At stake is more than just positive international PR from the prestige of the Nobel win. Scientific achievement is considered a strategic asset underlying its military prowess and its reputation as a center of technological innovation.
"If we are not a state that is positioned at the top of global science, we will not be a state that stands on strong legs," wrote Sever Plocker, a columnist for the Yediot Ahronot newspaper. "Thanks to science, we have an army with technological capabilities that deter every enemy, and information technology-based exports that bring Israel revenues of $25 billion every year."
Budget cuts, humiliation
But for most of the past decade, Israel’s government instituted budget cuts that forced a reduction of researchers at Israel’s leading universities, which treasury department officials saw as bloated, says Mr. Plocker in a phone interview. That sapped the competitiveness of Israeli universities by forcing young Israeli academics to look for jobs abroad, while hurting the morale of veteran staff at home.
"As scientists, we felt humiliated by the government. It didn’t seem that the government saw our activity as important," Mr. Shechtman told Israel Radio on Thursday.

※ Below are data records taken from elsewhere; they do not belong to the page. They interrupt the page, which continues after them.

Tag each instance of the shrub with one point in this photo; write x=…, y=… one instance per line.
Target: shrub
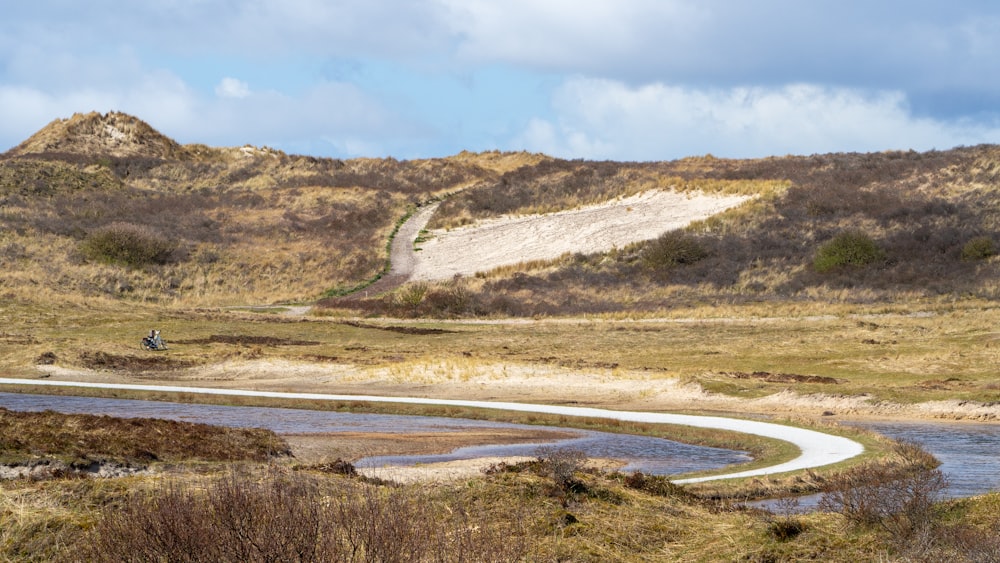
x=851, y=248
x=979, y=248
x=127, y=244
x=293, y=517
x=896, y=497
x=562, y=464
x=671, y=249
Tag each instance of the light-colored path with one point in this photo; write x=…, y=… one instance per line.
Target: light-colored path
x=503, y=241
x=817, y=448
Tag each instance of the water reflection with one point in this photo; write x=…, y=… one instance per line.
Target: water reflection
x=650, y=455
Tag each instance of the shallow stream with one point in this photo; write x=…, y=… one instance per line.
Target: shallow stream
x=969, y=453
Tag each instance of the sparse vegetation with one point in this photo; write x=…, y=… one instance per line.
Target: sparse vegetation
x=742, y=313
x=127, y=244
x=848, y=249
x=672, y=249
x=979, y=248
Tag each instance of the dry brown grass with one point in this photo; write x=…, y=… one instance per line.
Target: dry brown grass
x=31, y=436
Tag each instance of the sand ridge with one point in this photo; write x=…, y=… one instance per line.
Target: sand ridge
x=511, y=240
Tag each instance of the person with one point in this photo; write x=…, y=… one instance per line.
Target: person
x=157, y=341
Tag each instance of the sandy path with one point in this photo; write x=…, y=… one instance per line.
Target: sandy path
x=817, y=448
x=599, y=228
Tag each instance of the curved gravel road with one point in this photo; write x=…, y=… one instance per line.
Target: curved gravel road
x=817, y=448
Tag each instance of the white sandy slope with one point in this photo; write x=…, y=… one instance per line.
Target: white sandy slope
x=817, y=448
x=505, y=241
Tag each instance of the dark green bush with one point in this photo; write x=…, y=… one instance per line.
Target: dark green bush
x=671, y=249
x=979, y=248
x=127, y=244
x=851, y=248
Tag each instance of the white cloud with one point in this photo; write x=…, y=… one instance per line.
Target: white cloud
x=605, y=119
x=232, y=88
x=569, y=33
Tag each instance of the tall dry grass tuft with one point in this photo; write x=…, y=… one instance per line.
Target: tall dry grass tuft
x=283, y=516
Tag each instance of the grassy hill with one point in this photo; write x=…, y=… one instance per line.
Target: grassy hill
x=251, y=225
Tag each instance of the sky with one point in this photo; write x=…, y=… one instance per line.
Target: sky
x=626, y=80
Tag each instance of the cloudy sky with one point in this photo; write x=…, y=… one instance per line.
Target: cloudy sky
x=594, y=79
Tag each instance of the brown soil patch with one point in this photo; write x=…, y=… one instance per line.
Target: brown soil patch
x=352, y=446
x=247, y=340
x=416, y=330
x=783, y=377
x=104, y=361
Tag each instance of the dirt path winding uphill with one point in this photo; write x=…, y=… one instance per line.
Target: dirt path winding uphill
x=817, y=448
x=598, y=228
x=402, y=257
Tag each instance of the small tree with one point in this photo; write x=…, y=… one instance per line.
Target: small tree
x=127, y=244
x=979, y=248
x=848, y=249
x=671, y=249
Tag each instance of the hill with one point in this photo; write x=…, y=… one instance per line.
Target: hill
x=250, y=224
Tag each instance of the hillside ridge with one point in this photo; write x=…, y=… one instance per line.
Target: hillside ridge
x=111, y=134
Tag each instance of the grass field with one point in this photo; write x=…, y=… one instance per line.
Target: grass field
x=732, y=315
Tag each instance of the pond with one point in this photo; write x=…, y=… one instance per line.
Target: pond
x=654, y=456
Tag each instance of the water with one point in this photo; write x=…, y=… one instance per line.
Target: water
x=654, y=456
x=969, y=455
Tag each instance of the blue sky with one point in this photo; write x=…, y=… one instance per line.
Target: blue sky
x=593, y=79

Dan Diker, a fellow at the Jerusalem Center for Public Policy, says the Nobel win is a morale boost for Israel at a time that it feels increasingly isolated diplomatically. He noted that one newspaper devoted four pages of its front section to the victory.
"It reaffirms in the minds of many in leadership that Israel is an address for scientific innovation, military innovation, and technological innovation," he says.

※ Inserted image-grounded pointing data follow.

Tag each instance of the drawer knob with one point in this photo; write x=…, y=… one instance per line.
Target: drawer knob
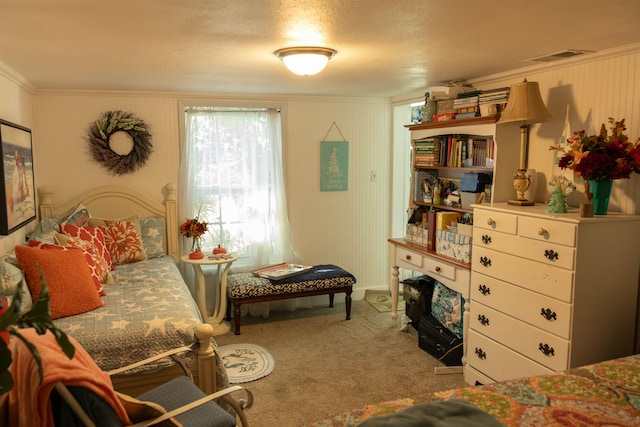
x=551, y=255
x=548, y=314
x=484, y=321
x=546, y=349
x=481, y=354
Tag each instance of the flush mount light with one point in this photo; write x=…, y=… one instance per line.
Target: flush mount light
x=305, y=61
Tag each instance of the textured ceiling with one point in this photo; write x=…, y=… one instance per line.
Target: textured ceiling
x=385, y=48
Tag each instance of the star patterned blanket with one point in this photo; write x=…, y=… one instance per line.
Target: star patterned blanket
x=148, y=310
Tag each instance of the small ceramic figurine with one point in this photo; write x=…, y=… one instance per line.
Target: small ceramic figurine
x=219, y=250
x=561, y=186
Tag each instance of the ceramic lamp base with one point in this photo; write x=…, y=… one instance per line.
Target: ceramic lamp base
x=197, y=254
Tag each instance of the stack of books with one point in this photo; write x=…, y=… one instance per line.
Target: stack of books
x=466, y=104
x=494, y=96
x=426, y=152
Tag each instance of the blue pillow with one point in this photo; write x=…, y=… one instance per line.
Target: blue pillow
x=447, y=306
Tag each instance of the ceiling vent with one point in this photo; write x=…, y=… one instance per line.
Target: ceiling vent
x=564, y=54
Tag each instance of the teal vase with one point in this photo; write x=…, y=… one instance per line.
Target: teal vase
x=601, y=192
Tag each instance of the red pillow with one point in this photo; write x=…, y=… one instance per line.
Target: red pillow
x=88, y=255
x=67, y=275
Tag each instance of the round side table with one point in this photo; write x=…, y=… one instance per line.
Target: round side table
x=216, y=320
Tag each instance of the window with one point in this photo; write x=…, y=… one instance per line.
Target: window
x=231, y=177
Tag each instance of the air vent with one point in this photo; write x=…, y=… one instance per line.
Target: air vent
x=564, y=54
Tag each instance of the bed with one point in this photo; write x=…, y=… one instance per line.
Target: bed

Low teacher salaries, flagging test scores
At the primary and secondary level, Israelis worry that standardized test scores have fallen off sharply compared to the rest of the world. As in the US, low teacher salaries are blamed for deterring quality instructors from entering the profession.
"The teacher used to be a folk hero in every community. That status has eroded," says Erel Margalit, chairman of Jerusalem Venture Partners, a fund that invests in technology start-ups. "In different parts of the country the public education system isn’t as strong as it used to be. It needs more competitive tools. Management needs to be rebooted and refreshed."
Recognizing the danger, Israel’s government has pursued reform to reverse the decline, allocating an extra $2 billion for universities to expand staff and research institutes meant to lure back Israelis from abroad.
"It's too early to tell, of course, if these various reforms will be enough to restore Israeli research to its former glory," wrote Haaretz in an editorial on today. "But at least there is reason to hope that the phenomenon of Israeli Nobel Prize winners will not become a thing of the past."